Tickets at a show were $4 for students and $7 for adults. On the first night, the show sold 578 tickets and collected $3365 in sales. How many student tickets were sold? How many adult tickets?

To tackle this problem, we first begin with what we know:

Student tickets are $4 and adults are $7.

We also know 578 tickets were sold and $3365 was made in sales.

Now, we have to isolate what we want to find: the number of adult ticket sales and the number of student ticket sales. Let the number of adult ticket sales be x and the number of student ticket sales be y.

Now, we go back to what we know! Since 578 tickets were sold, that means the sum of the adult ticket sales (x) and the student ticket sales (y) equal 578. In algebraic form, we have:

Equation 1: x+ y = 578

Additionally, we know that $3365 was made in sales. We know the amount made from adult ticket sales must be the cost per ticket ($7) multiplied by the number of adult tickets sold (x). Similarly, the amount made from student ticket sales must be the cost per ticket ($4) times the number of student tickets sold (y). Translating this into an equation, we get that:

Equations 2: 7x + 4y = 3365

Now we have a system of equations! Since we have two variables (x and y) and two equations (1 and 2), we can solve this problem!

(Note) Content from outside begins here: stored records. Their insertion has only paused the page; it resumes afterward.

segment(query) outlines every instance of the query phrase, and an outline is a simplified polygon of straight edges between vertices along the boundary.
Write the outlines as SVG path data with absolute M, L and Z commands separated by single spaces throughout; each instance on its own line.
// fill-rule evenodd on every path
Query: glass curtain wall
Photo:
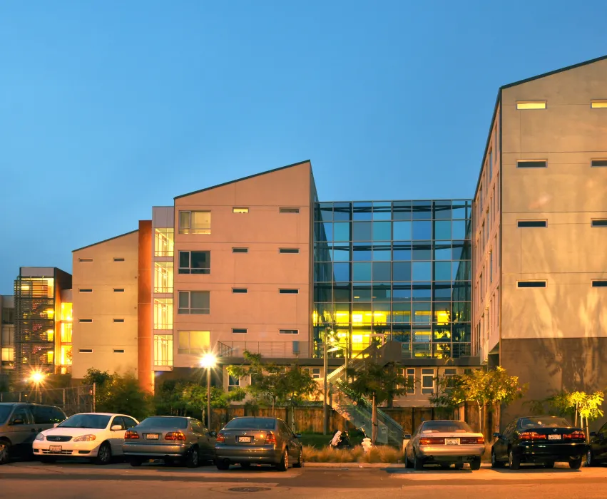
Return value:
M 316 203 L 315 341 L 333 331 L 336 356 L 385 337 L 404 359 L 469 356 L 471 210 L 468 200 Z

We will do this by solving for one variable at a time. Our goal is to combine both equations so that we end up with one equation with one variable. We will do this by using substitution.

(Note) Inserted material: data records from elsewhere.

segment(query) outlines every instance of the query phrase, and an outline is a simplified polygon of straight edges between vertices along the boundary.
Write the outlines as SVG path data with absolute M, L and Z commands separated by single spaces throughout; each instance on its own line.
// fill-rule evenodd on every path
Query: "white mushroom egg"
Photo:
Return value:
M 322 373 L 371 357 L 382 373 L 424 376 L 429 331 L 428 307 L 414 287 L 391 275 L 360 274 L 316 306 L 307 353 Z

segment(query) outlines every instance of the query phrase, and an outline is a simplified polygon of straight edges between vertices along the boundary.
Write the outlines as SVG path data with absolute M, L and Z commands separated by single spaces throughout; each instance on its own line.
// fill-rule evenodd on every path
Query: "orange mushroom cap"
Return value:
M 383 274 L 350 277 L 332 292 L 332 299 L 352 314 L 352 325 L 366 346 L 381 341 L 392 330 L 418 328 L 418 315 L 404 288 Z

First, let us solve for y (the number of student tickets sold). To do this, we must write y in terms of x in one equation and then plug that into the second equation.

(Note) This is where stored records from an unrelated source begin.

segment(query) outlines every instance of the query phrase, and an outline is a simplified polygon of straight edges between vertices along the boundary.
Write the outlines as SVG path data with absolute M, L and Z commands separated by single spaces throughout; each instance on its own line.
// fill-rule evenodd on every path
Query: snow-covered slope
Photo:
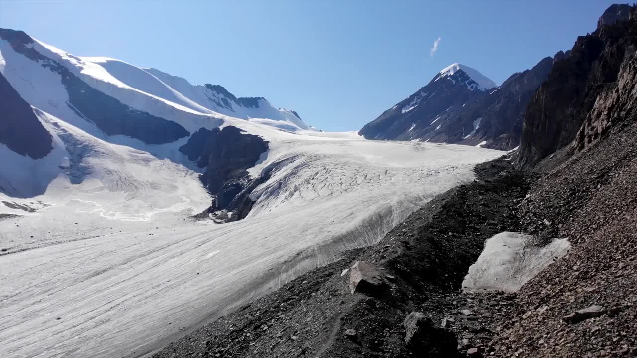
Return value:
M 453 76 L 458 71 L 464 71 L 469 76 L 469 80 L 467 80 L 464 83 L 467 85 L 467 87 L 471 90 L 482 90 L 485 91 L 493 87 L 497 87 L 497 85 L 490 78 L 487 77 L 484 75 L 482 75 L 477 69 L 471 68 L 468 66 L 465 66 L 464 64 L 453 64 L 450 66 L 443 68 L 440 72 L 438 73 L 438 75 L 436 76 L 434 81 L 438 80 L 440 78 L 444 78 L 447 76 Z
M 304 130 L 241 99 L 232 109 L 249 120 L 224 115 L 178 78 L 25 36 L 0 32 L 0 71 L 53 148 L 34 159 L 0 144 L 0 182 L 15 188 L 0 192 L 3 357 L 144 355 L 376 241 L 502 153 Z M 210 197 L 179 148 L 227 126 L 268 142 L 248 170 L 264 182 L 244 220 L 193 220 Z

Since we know that x+ y = 578, we can manipulate equation 1 by subtracting x from both sides.

Doing this, we get y = 578 - x.

Now, we can plug this into equation 2, which is our substitution step!

7(578-y) + 4y = 3365.

We then multiply out the 7(578-y) to get:

7*578-7y + 4y = 3365

Evaluating that product, we get:

4046 -7y + 4y = 3365

Now we combine like terms:

4046 -3y = 3365

Now we subtract 4046 from both sides:

-3y = -681

Dividing both sides by -3, we get:

y = 227!

This means that 227 student tickets were sold and we have solved half the problem!

What we have left to do is find the number of adult tickets sold! Since we have solved for y, we only need to use one equation to solve for x. Here, we will pick equation 1, as it is the simpler of the two, but it doesn't matter which one you pick.

Equation 1: x+ y = 578

Plugging in y, we get

x+ 227= 578

Subtracting 227 from both sides, we get

x = 351

Now we know 351 adult tickets were sold and 227 student tickets were sold, which means we have solved the problem!

The algebraic steps without the explanations are provided below:

7(578-y) + 4y = 3365.

7*578-7y + 4y = 3365

4046 -7y + 4y = 3365

4046 -3y = 3365

-3y = -681

y = 227!

S - the number of students' tickets sold

A - the number of adult tickets sold

Writing the system of equations:

4S + 7A = 3365 → equation (1)

S + A + 578 → equation (2)

From equation (2):

S = 578 - A → equation (3)

Substitute the expression for "s" into equation (1):

4(578 - A) + 7A = 3365

2312 - 4A + 7A = 3365

3A = 1053

A = 351

Calculating "S" from equation (3):

S = 578 - 351 = 227